Ali bin Fudayl, hadîs âlimidir. Büyük velilerden Fudayl bin İyad’ın oğludur. Vera ve takvası çok fazlaydı... Bir gün ağlıyordu. Babası Fudayl bin İyad;
-Yavrucuğum, niçin ağlıyorsun? diye sordu. Şöyle cevap verdi:
-Ey babacığım! Eğer kıyâmet günü bir araya gelemezsek, hâlimiz nice olur? Onun için ağlıyorum!..
Bunun üzerine Fudayl hazretleri oğluna buyurdu ki:
-Yavrucuğum Abdullah bin Mübârek buyuruyor ki; Allahü teâlâ için dünyâdan kesilen kimsenin hali ne güzeldir...
Ali bin Fudayl bu sözleri duyunca düşüp bayıldı. “Seni ağlatan nedir?”
Süfyân bin Uyeyne buyuruyor ki: “Fudayl bin İyâd ve oğlu kadar Allah korkusu olan kimse görmedim.”
Fudayl bin İyâd buyuruyor ki:
-Kûfe’de bir keçimiz vardı. Bir gün başkalarının arpalarından yemişti. Bundan sonra o keçinin sütünden içmedik.
İbn-i Mübârek buyuruyor ki:
-Zamanımızda insanların en üstünü, Fudayl ve oğlu Ali’dir.
Bu mübarek baba ile oğulun havf (Allahü teâlânın azabından korkmak) ve reca (Allahü teâlânın rahmetinden ümidli olmak) ve fazîletleri hakkında anlatılan kıssalar çoktur.
Bir gün Ali bin Fudayl bir kimsenin, “O gün insanlar, âlemlerin Rabbi için (Ona hesab vermek için kabirlerinden) kalkacaklar” (Mutaffifîn sûresi-6) âyet-i kerîmesini okumakta olduğunu duydu. Bunun tesiri ile bayıldı ve yere düştü. Bir gün de, Ali bin Fudayl ağlıyordu.
-Seni ağlatan nedir? diye sordular.
-Bana zulmedene, yârın Allahü teâlânın huzuruna çıkıp da, hiçbir sebep yokken niçin zulm ettiği kendisine sorulunca, hiçbir cevap veremeyecek olan kimseye acıyorum da onun için ağlıyorum, buyurdu.
Fudayl bin İyâd hazretlerine, oğlu Ali’nin “Yalnız başıma öyle bir yerde olsam ki, ben insanları görsem, ama insanlar görmeseler” dediğini söylediler. Fudayl hazretleri de “Keşke oğlum Ali sözünü tamamlasaydı ve; “Öyle bir yerde olsam ki, insanlar beni, ben de insanları görmesem” deseydi.

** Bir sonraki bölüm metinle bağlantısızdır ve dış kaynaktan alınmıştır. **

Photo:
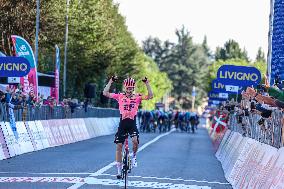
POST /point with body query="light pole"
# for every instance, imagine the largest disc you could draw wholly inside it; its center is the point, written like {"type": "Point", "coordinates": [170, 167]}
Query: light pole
{"type": "Point", "coordinates": [65, 50]}
{"type": "Point", "coordinates": [37, 30]}
{"type": "Point", "coordinates": [193, 98]}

“El-Kâria” sûresi okunurken...
Bu nurlu oğul, babasından bir müddet önce vefât etti.
Vefât etmesine sebep şu idi ki, Ali bin Fudayl Kur’ân-ı kerîmden bir sûreyi sonuna kadar dinlemeye tahammül edemez düşüp bayılırdı. Bir defasında, birisi “El-Kâria” sûresini okuyordu. Ali bin Fudayl bunu dinlerken düşüp bayıldı. Baktılar ruhunu teslim etmiş.